Behind closed doors, Clinton spoke of willingness to bomb Iran's facilities

The Wikileaks documents reveal her conversation with Goldman Sachs CEO Lloyd Blankfein after a paid speech to the firm.

Democratic presidential candidate Hillary Clinton looks through a teleprompter before discussing the Iran nuclear agreement. (photo credit: REUTERS)
Democratic presidential candidate Hillary Clinton looks through a teleprompter before discussing the Iran nuclear agreement.
(photo credit: REUTERS)
WASHINGTON – As recently as 2013, Democratic presidential nominee Hillary Clinton believed that joint military action by Israel and the United States might be necessary to stop Iran from expanding its nuclear program, according to documents released by Wikileaks over the weekend.
The documents, which have not been confirmed by her campaign as authentic, reveal her conversation with Goldman Sachs CEO Lloyd Blankfein after a paid speech to the firm.
“The option,” Clinton said, was a massive US-led air campaign on nuclear facilities.
“The Israelis, as you know, have looked at this very closely for a number of years,” she said. “The Israelis’ estimate is even if we set their program back for just a couple of years it’s worth doing and whatever their reaction might be is absorbable.”

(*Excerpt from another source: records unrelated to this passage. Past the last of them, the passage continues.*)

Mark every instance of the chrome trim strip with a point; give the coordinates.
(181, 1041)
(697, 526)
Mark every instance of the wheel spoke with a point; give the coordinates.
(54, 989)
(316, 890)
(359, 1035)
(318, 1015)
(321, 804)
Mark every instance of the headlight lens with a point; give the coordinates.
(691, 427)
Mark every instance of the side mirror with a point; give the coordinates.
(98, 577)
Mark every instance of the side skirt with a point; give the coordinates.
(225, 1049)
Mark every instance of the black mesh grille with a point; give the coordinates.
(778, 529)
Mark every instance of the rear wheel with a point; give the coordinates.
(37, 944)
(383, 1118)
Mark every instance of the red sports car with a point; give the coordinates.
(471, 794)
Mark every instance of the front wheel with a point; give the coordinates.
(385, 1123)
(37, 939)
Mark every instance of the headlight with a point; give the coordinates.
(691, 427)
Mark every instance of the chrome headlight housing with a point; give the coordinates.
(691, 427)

“That has been up until this recent government, the prior government, their position. But they couldn’t do much damage themselves.”
She proceeded to describe to Blankfein the creation of a 30,000-pound “bunker-buster” bomb intended for targets such as Iran’s burrowed nuclear facility in the city of Qom. Named the Massive Ordnance Penetrator, the Pentagon accelerated development at US President Barack Obama’s order in 2009.

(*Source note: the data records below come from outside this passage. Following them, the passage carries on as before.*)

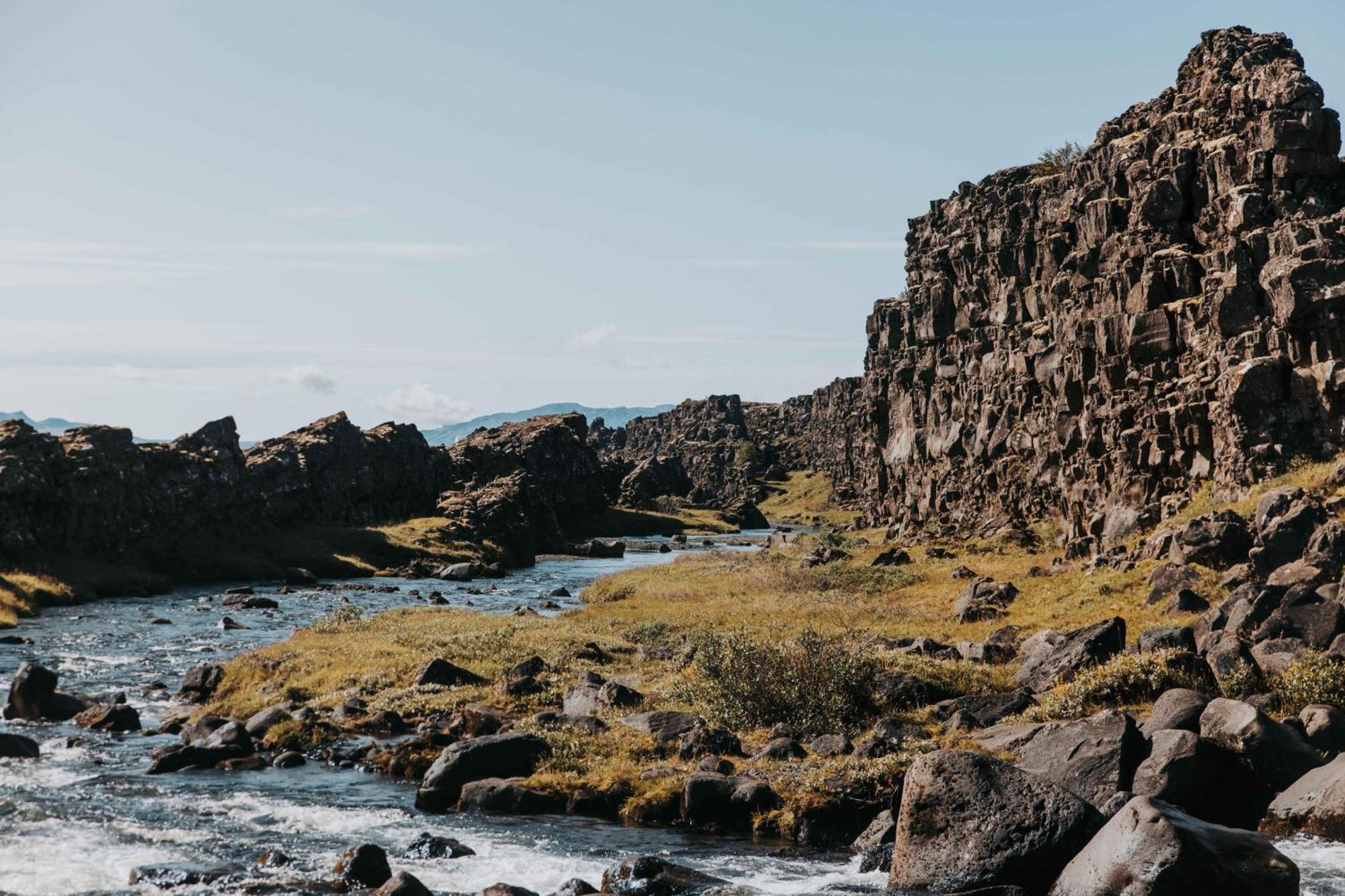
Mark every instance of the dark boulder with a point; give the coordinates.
(1276, 754)
(1176, 708)
(1081, 649)
(440, 671)
(510, 755)
(1157, 849)
(1313, 805)
(969, 821)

“It’s a penetrator,” Clinton described. “Because if you can’t get through the hardened covering over these plants into where the centrifuges are you can’t set them back. So you have to be able to drop what is a very large precision-guided weapon.”
Israel had requested purchase rights to these weapons in 2005. President George W. Bush refused, but Obama ultimately approved a transfer in exchange for assurances that Jerusalem would withhold on a strike.
Clinton has cautiously endorsed the nuclear deal reached between Iran and world powers last year, characterizing it as a “lid” on Iran’s program achieved “without firing a shot.” She still rejects the nation’s declared right to enrich uranium and says that military action remains on the table.